Past experience in Southern California demonstrates that automated cargo-handling equipment can eliminate 40 to 70 percent of existing jobs. However, automation also creates new jobs associated with the installation and maintenance of electrified equipment, programming, and related functions that are not present in a manual environment.

If the project moves forward, the ILWU is expected to claim jurisdiction over the newly created jobs. McKenna also emphasized that cargo volumes will continue to grow at the largest US port complex, and experience has shown that will result in increased jobs.

“If you handle twice as much cargo, that’s a lot of cargo and a lot of jobs,” he said. Higher volume and more coming The Los Angeles-Long Beach port complex handled more than 17.3 million laden and empty TEU in 2020, according to figures provided by the ports.

The busiest US container gateway has handled an average of 854,802 TEU of imports from Asia in each of the past 10 months, up from an average of 636,424 TEU in the previous 10 months, according to PIERS, a JOC.com sister product within IHS Markit. Retailers and freight forwarders project similar volumes at least through the summer–fall peak shipping season this year.
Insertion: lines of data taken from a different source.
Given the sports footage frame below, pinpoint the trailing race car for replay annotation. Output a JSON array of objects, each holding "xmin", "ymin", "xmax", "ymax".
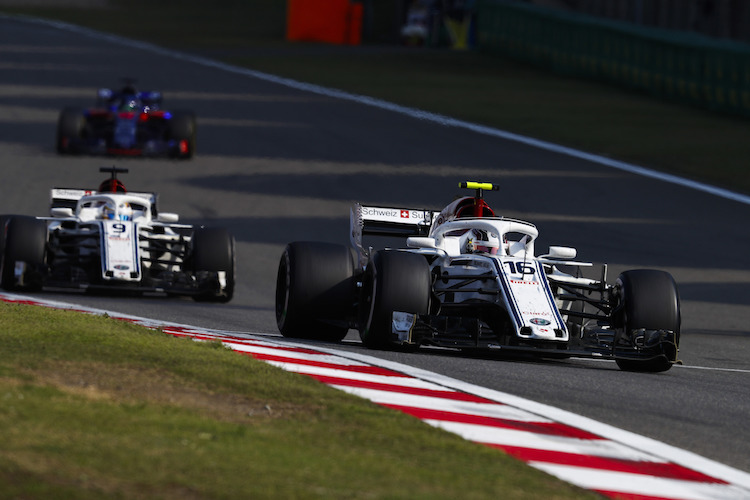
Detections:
[
  {"xmin": 0, "ymin": 167, "xmax": 235, "ymax": 302},
  {"xmin": 276, "ymin": 182, "xmax": 680, "ymax": 372},
  {"xmin": 57, "ymin": 81, "xmax": 196, "ymax": 159}
]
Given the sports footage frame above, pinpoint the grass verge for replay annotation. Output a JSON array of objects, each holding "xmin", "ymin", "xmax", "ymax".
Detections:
[{"xmin": 0, "ymin": 303, "xmax": 596, "ymax": 499}]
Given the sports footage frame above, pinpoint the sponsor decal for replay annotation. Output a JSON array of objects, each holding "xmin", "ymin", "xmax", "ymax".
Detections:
[
  {"xmin": 529, "ymin": 318, "xmax": 551, "ymax": 326},
  {"xmin": 362, "ymin": 207, "xmax": 399, "ymax": 217},
  {"xmin": 510, "ymin": 280, "xmax": 539, "ymax": 285}
]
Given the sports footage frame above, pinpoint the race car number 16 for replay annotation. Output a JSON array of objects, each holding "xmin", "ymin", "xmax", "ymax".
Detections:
[{"xmin": 503, "ymin": 260, "xmax": 535, "ymax": 274}]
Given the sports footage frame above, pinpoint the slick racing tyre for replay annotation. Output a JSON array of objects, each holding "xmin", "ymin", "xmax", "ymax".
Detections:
[
  {"xmin": 359, "ymin": 250, "xmax": 432, "ymax": 349},
  {"xmin": 167, "ymin": 111, "xmax": 196, "ymax": 160},
  {"xmin": 192, "ymin": 227, "xmax": 235, "ymax": 302},
  {"xmin": 616, "ymin": 269, "xmax": 680, "ymax": 372},
  {"xmin": 276, "ymin": 241, "xmax": 356, "ymax": 342},
  {"xmin": 0, "ymin": 215, "xmax": 13, "ymax": 266},
  {"xmin": 56, "ymin": 108, "xmax": 86, "ymax": 154},
  {"xmin": 0, "ymin": 215, "xmax": 47, "ymax": 292}
]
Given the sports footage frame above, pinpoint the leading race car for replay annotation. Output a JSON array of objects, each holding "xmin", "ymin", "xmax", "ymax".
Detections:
[
  {"xmin": 276, "ymin": 182, "xmax": 680, "ymax": 372},
  {"xmin": 0, "ymin": 167, "xmax": 235, "ymax": 302},
  {"xmin": 56, "ymin": 81, "xmax": 196, "ymax": 159}
]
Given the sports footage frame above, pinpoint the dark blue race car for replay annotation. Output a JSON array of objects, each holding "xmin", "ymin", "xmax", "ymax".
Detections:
[{"xmin": 57, "ymin": 82, "xmax": 196, "ymax": 159}]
Larry Nye, vice president of port planning at the infrastructure advisory firm Moffatt & Nichols told JOC.com Wednesday that based on conservative growth projections of about 4 percent per year, Los Angeles-Long Beach will reach its full capacity of about 23 million to 25 million TEU per year by 2027–28, unless terminals densify their operations.

In this context, densification is synonymous with automation, which enables the terminals to stack containers higher and wider without compromising efficiency, he said. For example, the fully automated LBCT facility later this year will complete the third and final phase of its expansion, giving it an annual throughput capacity of 3.4 million TEU, according to LBCT, which is one of six container terminals in Long Beach. The entire port handled 8.1 million laden and empty TEU last year, according to Port of Long Beach statistics.
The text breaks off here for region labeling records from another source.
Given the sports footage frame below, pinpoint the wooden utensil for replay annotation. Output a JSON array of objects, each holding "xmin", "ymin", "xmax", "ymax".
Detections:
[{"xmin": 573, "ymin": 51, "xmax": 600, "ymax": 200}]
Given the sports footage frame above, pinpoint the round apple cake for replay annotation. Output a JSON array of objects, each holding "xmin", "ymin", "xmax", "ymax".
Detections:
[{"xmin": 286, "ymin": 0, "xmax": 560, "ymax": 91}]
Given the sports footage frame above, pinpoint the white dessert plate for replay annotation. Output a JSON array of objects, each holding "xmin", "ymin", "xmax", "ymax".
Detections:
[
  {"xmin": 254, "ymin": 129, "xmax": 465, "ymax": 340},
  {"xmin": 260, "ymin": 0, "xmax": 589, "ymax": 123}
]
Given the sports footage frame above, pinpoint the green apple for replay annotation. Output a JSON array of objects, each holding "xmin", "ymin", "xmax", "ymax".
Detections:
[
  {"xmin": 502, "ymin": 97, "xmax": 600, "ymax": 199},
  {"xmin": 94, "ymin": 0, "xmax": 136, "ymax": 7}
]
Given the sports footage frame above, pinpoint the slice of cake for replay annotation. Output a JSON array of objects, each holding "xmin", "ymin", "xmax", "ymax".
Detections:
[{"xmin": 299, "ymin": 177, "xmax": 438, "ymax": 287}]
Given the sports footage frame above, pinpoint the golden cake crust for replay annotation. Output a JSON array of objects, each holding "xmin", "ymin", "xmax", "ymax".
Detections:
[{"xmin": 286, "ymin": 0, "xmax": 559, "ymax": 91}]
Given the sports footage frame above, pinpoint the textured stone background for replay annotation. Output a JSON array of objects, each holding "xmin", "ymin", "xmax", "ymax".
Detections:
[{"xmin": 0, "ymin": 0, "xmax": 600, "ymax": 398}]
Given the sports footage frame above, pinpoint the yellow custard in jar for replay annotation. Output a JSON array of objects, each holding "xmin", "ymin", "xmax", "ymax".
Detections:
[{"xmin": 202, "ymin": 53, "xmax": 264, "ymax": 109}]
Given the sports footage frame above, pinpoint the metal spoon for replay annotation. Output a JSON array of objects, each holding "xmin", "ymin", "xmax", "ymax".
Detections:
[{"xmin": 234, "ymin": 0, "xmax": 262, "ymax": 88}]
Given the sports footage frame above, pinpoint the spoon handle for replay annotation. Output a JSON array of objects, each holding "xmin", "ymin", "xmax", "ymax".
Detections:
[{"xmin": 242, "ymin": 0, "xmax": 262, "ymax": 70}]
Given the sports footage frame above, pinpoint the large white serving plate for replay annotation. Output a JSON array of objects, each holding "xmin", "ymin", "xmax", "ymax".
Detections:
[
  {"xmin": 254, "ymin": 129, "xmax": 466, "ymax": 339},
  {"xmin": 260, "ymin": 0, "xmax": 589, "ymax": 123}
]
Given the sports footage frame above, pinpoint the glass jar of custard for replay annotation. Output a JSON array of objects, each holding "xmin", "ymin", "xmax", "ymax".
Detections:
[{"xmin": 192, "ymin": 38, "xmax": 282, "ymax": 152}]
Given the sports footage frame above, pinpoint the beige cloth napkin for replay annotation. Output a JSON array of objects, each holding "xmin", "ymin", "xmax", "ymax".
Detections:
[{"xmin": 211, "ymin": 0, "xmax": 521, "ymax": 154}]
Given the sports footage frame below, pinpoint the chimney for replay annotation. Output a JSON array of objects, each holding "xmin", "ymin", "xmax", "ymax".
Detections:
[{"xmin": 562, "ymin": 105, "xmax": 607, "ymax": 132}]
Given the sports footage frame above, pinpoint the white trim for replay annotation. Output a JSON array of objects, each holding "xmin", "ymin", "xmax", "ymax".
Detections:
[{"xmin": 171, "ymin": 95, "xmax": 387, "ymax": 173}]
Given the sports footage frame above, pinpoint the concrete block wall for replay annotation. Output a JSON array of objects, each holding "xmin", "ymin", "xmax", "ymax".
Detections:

Not all terminals will choose to densify. Rather, those that do will balance the high costs associated with automation — $1.4 billion in the case of LBCT — and the efficiencies and reduced labor costs inherent in automation, Nye said. However, whereas LBCT had the luxury of beginning its project a decade ago on a large parcel of vacant land, TTI will be challenged by installing automation while it continues to handle large cargo volumes each day.

TTI will have to automate in phases, which means taking 40 to 50 acres out of use during each phase, a process that could take 10 years, Nye said.